Mt. Kenya, at the helm of Kenya’s Central Province, is the second tallest peak on the continent of Africa and a commanding natural presence. The mountain itself is a single point inside a vast and surreal thicket of ascending national forest and active game protection communities. The central counties of Kenya extend from the center of the national park, like six irregular pie slices, with their points meeting at the peak of the mountain. It is along the lower edge of these forests where, in wet, high elevation communities with mineral-rich soil (Mt. Kenya is a stratovolcano) many believe the best coffees in Kenya, often the world, are crafted.
Nyeri is perhaps the most well-known of these central counties. Kenya’s coffee is dominated by a cooperative system of production, whose members vote on representation, marketing and milling contracts for their coffee, as well as profit allocation. Othaya Farmers Cooperative Society, the umbrella organization that includes Mahiga Factory, is one of Kenya’s larger societies, with 19 different factories and more than 14,000 farmer members across the southern Nyeri region. The Mahiga Factory has 400 members actively harvesting and delivering to the processing center. The factory’s total parchment output this past harvest was 152,000 kgs, meaning the average member of Mahiga is farming enough coffee fruit for roughly 11 30kg units of exportable green.
Mahiga Factory’s chairman is Newton Mugai, one of the founding directors of Kenya Cooperative Coffee Exporters (KCCE). KCCE is an historic organization of almost 4,000 individual cooperatives. The group was formed in 2009, with the express goal of managing marketing and exporting operations cooperatively (as opposed to contractually with third parties) and thereby increasing returns to farms. The economics of smallholder systems are consistently difficult everywhere in the world, and in Kenya in particular the number of individual margins sliced off an export price before payment reaches the actual farms is many, leaving only a small percentage to support coffee growth itself. And most often this arrives many months after harvest. KCCE, by managing more of the value chain itself, can capture a greater margin on behalf of the farms. Farmers belonging to Mahiga receive 55 shillings per kilogram of fresh cherry delivered to the factory, the equivalent of $1.40/lb of the green coffee price.
Kenya is of course known for some of the most meticulous at-scale processing that can be found anywhere in the world. Bright white parchment, nearly perfectly sorted by density and bulk conditioned at high elevations is the norm, and a matter of pride, even for generations of Kenyan processing managers who prefer drinking Kenya’s tea (abundantly farmed in nearby Muranga county) to its coffee. Ample water supply in the central growing regions has historically allowed factories to wash, and wash, and soak, and wash their coffees again entirely with fresh, cold river water.

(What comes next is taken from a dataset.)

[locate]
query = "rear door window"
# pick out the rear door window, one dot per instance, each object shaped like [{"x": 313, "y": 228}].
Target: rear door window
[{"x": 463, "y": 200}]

Mahiga typically ferments twice: once under water for 12 hours, and again under fresh water for another 12-36 hours, with a washing in between. Double fermentation is very rare in Kenya, and, based on our experience, the technique is strongly correlated with excellent cleanliness and clarity in the cup (Mahiga’s lots are some of the best and most balanced Kenyas we’ve tasted all year).
After fermentation is complete, the clean parchment soaks for 16 hours, again in fresh water, before it is sorted by density and brought to the tables to dry, which typically takes two weeks. After drying is complete the coffee is stored on site and eventually delivered to the Othaya dry mill for grading and a final density sort. The established milling and sorting by grade, or bean size, is a longstanding tradition and positions Kenya coffees well for roasters, by tightly controlling the physical preparation and creating a diversity of profiles from a single processing batch.